Uma aposta na formação que se mede pela continuidade
Na estratégia do Benfica, está em marcha a confirmação do talento preparado no Seixal. Falta a diminuição dos gastos com transferências, outra das metas de Vieira.
Tem sido um dos alicerces do discurso de Luís Filipe Vieira ao longo dos últimos mandatos e a transformação está a acontecer gradualmente. Sim, o Benfica tem hoje, com Rui Vitória, uma presença mais regular de produtos da formação na equipa principal, mas essa integração tem sido feita num contexto de grande experiência e de investimentos avultados. Por outras palavras, os “encarnados” já aproveitam de forma mais capaz o talento da academia, mas essa aposta não tem significado uma redução visível no ataque ao mercado de transferências.
Vamos por partes. Nas duas últimas épocas de Jorge Jesus no Estádio da Luz (para termos um termo de comparação equilibrado) foi montado um campeão feito de jogadores consagrados (Maxi Pereira, Luisão, Garay, Siqueira, Lima, Gaitán) e de “compras” avultadas (Rodrigo, Markovic, Fejsa). É verdade que havia promessas do Seixal nas sessões de treino, mas André Gomes (274 minutos em 2013-14) e Ivan Cavaleiro (292) foram os únicos a ter uma utilização que ultrapassasse o mero prémio de presença.
A tendência manteve-se na temporada seguinte, com alterações pontuais no “xadrez” (os experientes Jardel, Eliseu e Salvio entraram no “onze”), a chegada de Samaris (10 milhões), a “descoberta” de Jonas e a afirmação plena de Pizzi, que viria a tornar-se num dos jogadores mais caros do Benfica (14 milhões). Da formação, Jesus aproveitou Gonçalo Guedes para rodar essencialmente na Taça da Liga, já que no campeonato o avançado coleccionou uns meros 37 minutos.
O paradigma mudou com a aposta em Rui Vitória, a quem Vieira pediu uma maior atenção e um aproveitamento mais capaz dos produtos da academia do Seixal, a menina dos olhos do presidente. Mas essa mudança tem sido operada de forma progressiva, devidamente enquadrada num plantel recheado de referências e de jogadores de milhões.
Ainda que o técnico ribatejano tenha lançado, em 2015-16, uma mão-cheia de jovens promessas, num lote que incluiu jogadores como Victor Andrade, Nuno Santos e até Clésio, a palavra continuidade só começou a fazer sentido para Nelson Semedo, Gonçalo Guedes e Renato Sanches. Mais do que a quantidade, é a confiança repetida mostrada por Rui Vitória em alguns dos elementos que fizeram escola no Benfica B que tem ajudado a alterar a percepção sobre a estratégia “encarnada”.

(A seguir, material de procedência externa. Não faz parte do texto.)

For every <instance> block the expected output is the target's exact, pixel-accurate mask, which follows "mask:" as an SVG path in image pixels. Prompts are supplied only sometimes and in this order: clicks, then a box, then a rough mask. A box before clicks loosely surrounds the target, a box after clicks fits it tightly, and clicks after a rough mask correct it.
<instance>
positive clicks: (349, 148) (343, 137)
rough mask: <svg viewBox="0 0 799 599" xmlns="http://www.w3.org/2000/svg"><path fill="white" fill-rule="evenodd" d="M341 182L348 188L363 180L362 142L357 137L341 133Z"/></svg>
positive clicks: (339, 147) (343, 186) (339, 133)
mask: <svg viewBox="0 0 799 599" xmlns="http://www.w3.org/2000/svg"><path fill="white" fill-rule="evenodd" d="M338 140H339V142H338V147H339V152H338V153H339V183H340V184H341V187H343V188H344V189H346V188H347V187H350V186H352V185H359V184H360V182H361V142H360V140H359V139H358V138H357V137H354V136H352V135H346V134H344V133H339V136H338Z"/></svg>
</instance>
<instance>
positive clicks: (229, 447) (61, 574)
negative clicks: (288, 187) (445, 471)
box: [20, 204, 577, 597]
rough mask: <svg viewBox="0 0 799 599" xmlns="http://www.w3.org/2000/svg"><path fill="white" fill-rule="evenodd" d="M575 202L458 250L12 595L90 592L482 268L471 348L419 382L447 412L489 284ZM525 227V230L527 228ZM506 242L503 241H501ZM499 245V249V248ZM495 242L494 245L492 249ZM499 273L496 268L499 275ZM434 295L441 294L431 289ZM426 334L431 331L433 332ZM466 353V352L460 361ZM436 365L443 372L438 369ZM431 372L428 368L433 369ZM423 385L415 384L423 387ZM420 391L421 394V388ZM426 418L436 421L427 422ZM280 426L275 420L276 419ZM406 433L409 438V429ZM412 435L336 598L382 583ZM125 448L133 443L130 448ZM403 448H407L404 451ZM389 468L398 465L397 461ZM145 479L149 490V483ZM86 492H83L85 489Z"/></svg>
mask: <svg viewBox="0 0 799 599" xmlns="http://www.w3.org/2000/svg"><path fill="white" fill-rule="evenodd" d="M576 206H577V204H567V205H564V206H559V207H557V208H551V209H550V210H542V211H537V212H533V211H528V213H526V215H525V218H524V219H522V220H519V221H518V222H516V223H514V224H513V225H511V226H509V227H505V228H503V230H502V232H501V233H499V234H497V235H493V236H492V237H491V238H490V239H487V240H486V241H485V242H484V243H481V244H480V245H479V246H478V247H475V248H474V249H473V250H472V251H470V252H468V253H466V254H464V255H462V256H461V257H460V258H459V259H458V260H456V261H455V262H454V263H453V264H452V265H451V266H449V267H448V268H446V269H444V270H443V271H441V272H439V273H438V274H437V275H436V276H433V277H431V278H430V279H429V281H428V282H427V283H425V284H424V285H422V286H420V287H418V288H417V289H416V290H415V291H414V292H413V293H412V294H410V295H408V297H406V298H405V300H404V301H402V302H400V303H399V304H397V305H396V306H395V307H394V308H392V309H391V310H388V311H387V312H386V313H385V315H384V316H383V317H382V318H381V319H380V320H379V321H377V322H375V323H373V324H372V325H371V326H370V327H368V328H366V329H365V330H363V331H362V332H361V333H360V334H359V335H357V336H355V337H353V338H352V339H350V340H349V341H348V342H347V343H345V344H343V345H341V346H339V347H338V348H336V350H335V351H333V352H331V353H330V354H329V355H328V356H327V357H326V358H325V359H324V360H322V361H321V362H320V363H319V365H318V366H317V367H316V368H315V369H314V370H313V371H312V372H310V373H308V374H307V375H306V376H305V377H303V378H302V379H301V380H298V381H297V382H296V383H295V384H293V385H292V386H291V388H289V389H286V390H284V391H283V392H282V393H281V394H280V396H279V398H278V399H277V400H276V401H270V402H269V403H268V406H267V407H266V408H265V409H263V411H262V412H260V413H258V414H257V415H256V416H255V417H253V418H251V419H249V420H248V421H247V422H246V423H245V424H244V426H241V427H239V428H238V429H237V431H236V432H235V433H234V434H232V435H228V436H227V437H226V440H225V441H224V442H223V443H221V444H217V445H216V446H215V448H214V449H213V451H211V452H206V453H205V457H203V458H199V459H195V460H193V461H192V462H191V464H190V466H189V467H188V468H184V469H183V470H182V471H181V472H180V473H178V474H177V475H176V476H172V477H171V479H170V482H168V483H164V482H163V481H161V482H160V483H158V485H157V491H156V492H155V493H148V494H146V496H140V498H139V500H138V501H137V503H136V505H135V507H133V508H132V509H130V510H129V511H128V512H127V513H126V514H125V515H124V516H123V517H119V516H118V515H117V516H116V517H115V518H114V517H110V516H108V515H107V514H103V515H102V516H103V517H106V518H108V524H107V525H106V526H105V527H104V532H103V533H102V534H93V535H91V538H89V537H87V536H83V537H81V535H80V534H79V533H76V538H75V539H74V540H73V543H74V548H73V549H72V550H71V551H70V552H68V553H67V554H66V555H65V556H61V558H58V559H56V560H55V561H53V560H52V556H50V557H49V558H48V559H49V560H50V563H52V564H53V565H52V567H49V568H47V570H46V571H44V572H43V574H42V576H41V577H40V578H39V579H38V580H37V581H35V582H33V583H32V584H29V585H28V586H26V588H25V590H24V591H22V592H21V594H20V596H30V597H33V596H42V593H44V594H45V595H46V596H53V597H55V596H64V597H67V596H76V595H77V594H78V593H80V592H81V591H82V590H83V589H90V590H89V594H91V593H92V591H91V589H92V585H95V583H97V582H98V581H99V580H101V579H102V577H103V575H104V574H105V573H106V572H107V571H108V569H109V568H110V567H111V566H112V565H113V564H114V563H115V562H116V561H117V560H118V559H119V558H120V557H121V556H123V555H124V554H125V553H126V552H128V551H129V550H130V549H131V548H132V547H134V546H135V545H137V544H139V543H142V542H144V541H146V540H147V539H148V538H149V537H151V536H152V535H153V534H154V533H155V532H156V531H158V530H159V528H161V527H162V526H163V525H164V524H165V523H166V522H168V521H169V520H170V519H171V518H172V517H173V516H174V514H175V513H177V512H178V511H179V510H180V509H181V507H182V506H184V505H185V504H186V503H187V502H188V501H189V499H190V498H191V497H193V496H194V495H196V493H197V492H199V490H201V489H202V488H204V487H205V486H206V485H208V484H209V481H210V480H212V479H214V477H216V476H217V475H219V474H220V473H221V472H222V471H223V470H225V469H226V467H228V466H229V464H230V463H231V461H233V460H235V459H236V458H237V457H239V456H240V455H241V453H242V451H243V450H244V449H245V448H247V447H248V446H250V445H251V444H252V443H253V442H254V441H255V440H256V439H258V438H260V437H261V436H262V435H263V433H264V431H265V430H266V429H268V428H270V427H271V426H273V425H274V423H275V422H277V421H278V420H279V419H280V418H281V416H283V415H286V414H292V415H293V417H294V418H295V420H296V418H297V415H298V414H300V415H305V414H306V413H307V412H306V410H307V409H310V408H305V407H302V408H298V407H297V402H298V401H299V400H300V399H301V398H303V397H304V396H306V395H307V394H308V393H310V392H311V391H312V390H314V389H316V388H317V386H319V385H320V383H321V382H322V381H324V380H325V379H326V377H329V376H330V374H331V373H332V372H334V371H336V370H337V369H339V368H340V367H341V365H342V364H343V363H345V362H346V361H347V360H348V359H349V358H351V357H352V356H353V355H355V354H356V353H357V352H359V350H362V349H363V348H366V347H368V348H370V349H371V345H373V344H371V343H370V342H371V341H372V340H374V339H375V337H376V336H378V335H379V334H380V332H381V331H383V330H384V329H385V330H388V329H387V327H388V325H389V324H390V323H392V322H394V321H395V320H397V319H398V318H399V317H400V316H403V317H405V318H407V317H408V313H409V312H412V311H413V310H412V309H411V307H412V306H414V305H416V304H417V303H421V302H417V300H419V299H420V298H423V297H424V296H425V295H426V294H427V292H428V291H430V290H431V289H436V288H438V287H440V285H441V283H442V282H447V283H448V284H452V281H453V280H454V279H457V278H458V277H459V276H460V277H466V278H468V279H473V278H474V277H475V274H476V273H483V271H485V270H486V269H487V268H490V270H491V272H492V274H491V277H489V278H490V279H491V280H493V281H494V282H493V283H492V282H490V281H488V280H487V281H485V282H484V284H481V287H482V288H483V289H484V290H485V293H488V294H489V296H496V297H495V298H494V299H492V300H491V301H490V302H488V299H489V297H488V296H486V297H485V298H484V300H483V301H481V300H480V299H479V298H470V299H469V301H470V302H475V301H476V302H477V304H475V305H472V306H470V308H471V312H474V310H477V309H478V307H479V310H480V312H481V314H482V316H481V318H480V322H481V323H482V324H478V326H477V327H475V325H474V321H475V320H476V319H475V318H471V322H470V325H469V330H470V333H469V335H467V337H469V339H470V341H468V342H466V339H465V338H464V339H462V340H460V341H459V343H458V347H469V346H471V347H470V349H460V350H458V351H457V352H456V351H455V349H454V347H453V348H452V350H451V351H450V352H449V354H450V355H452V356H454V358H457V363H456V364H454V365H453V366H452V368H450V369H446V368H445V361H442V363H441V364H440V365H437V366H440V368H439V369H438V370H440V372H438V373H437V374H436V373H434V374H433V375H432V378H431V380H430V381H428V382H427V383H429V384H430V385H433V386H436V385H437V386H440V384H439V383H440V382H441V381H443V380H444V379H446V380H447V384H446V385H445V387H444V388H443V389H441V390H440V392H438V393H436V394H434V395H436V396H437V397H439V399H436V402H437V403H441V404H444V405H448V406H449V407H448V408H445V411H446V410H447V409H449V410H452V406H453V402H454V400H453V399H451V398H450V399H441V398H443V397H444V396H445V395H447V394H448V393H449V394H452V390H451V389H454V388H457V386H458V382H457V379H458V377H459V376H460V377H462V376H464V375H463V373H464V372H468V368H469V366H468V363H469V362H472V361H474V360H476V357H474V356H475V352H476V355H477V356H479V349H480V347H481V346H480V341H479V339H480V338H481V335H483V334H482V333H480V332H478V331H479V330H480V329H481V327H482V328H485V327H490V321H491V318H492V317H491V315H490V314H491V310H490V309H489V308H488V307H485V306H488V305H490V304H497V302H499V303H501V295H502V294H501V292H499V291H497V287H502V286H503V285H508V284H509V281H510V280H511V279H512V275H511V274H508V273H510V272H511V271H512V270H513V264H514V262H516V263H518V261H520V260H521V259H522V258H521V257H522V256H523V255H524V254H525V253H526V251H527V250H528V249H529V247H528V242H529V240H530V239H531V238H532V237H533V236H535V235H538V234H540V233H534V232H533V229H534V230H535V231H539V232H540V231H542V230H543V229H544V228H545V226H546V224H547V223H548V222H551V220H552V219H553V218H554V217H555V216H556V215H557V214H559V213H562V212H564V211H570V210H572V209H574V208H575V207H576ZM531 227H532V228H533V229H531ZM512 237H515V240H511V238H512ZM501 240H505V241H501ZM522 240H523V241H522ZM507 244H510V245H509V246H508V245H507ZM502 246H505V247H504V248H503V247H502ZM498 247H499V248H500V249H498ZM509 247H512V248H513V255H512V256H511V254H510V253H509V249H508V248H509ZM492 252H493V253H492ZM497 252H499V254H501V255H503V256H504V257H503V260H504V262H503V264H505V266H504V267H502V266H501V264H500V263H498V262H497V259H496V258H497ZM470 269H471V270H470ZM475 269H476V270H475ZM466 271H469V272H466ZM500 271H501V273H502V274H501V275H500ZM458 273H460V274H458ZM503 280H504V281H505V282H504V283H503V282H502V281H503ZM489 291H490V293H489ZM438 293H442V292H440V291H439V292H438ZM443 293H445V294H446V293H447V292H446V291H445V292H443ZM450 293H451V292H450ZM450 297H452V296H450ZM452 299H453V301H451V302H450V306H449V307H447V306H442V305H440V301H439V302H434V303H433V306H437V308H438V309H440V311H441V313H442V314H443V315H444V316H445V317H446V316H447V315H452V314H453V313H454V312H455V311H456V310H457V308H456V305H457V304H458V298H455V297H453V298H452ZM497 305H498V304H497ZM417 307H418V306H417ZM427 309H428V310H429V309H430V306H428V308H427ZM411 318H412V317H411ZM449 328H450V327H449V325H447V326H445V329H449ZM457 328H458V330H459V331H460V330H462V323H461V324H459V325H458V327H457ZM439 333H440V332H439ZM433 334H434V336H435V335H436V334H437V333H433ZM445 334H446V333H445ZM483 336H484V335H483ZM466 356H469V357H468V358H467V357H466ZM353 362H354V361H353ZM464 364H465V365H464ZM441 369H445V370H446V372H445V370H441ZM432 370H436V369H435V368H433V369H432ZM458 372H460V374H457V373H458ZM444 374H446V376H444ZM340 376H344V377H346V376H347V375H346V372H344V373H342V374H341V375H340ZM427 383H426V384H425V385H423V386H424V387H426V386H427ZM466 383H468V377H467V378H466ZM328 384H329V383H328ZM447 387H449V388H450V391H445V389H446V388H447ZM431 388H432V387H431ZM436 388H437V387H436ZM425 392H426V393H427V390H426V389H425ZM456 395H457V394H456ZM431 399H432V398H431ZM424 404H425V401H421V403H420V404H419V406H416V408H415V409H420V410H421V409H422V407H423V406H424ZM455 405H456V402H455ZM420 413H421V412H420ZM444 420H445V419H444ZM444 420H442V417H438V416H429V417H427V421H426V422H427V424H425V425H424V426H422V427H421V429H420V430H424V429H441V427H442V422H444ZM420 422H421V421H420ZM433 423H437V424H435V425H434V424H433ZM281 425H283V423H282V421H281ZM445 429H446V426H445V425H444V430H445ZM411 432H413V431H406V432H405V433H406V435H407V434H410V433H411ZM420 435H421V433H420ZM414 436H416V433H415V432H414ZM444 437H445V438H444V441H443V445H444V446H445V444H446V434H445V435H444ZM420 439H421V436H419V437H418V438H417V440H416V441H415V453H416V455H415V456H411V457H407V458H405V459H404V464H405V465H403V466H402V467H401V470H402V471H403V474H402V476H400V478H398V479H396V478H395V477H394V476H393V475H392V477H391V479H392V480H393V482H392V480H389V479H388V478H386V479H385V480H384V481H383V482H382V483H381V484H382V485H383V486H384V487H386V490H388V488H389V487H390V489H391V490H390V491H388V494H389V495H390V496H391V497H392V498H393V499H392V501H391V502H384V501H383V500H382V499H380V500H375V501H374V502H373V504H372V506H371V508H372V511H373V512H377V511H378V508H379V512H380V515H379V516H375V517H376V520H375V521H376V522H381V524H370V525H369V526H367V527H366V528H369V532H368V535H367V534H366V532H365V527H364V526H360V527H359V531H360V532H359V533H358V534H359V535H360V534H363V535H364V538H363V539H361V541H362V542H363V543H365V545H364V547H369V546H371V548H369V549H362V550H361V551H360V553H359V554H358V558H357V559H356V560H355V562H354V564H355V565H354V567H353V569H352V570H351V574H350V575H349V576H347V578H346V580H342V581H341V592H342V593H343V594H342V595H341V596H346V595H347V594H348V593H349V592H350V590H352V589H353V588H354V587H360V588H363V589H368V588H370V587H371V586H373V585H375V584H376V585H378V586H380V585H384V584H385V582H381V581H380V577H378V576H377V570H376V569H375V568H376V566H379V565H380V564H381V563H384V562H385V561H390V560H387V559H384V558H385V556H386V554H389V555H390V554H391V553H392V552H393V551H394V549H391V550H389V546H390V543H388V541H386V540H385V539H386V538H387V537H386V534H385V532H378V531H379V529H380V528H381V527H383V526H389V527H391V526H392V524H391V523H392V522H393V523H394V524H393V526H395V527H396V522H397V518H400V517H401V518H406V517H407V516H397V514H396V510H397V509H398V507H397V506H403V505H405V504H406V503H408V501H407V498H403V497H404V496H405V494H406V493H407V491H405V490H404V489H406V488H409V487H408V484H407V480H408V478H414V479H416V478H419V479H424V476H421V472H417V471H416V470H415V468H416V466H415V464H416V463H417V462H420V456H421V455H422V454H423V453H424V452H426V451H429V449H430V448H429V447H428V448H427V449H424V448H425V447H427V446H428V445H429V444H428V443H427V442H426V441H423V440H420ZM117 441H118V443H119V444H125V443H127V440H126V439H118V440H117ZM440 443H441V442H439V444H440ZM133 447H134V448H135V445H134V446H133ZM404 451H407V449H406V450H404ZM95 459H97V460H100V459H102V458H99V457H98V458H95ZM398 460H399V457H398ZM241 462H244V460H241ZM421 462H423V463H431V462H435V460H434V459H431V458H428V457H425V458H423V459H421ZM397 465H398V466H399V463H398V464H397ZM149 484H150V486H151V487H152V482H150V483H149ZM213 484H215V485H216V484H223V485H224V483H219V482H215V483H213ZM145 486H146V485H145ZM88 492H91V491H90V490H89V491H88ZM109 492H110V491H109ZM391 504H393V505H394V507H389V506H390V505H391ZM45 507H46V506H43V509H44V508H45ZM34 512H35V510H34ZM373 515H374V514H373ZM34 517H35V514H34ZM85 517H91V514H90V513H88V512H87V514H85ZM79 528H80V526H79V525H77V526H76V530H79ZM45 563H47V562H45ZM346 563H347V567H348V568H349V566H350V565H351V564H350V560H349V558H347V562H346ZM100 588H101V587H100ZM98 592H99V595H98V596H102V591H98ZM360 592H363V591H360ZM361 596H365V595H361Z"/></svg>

Este é um dos lados da moeda, o da confirmação do talento jovem como forma de capitalizar o investimento em meios técnicos e recursos humanos realizado no Seixal. O outro, o da diminuição abrupta dos gastos com transferências, continua por concretizar.
Apesar de Vieira já ter feito notar, por mais do que uma vez, que não é sustentável continuar a pagar facturas avultadas por passes de jogadores, o que é certo é que na presente temporada o Benfica desafiou essa intenção com a aquisição dos restantes 50% dos direitos de Raúl Jiménez (que custou um total de 21,8 milhões, o mais caro da história), a contratação definitiva de Mitroglou (7 milhões) e a chegada de Rafa Silva (16,4 milhões), só para citar os negócios mais sonantes.
Foi neste quadro que os “encarnados” alicerçaram a caminhada actual, que serviu também para consagrar em definitivo Ederson (ele, que teve de passar pelo Rio Ave para regressar a Lisboa com outros horizontes), Gonçalo Guedes (que rumou a Paris no mercadode Inverno) e, acima de tudo, Nelson Semedo e Victor Lindelof (45 jogos cada), dois dos mais utilizados por Rui Vitória.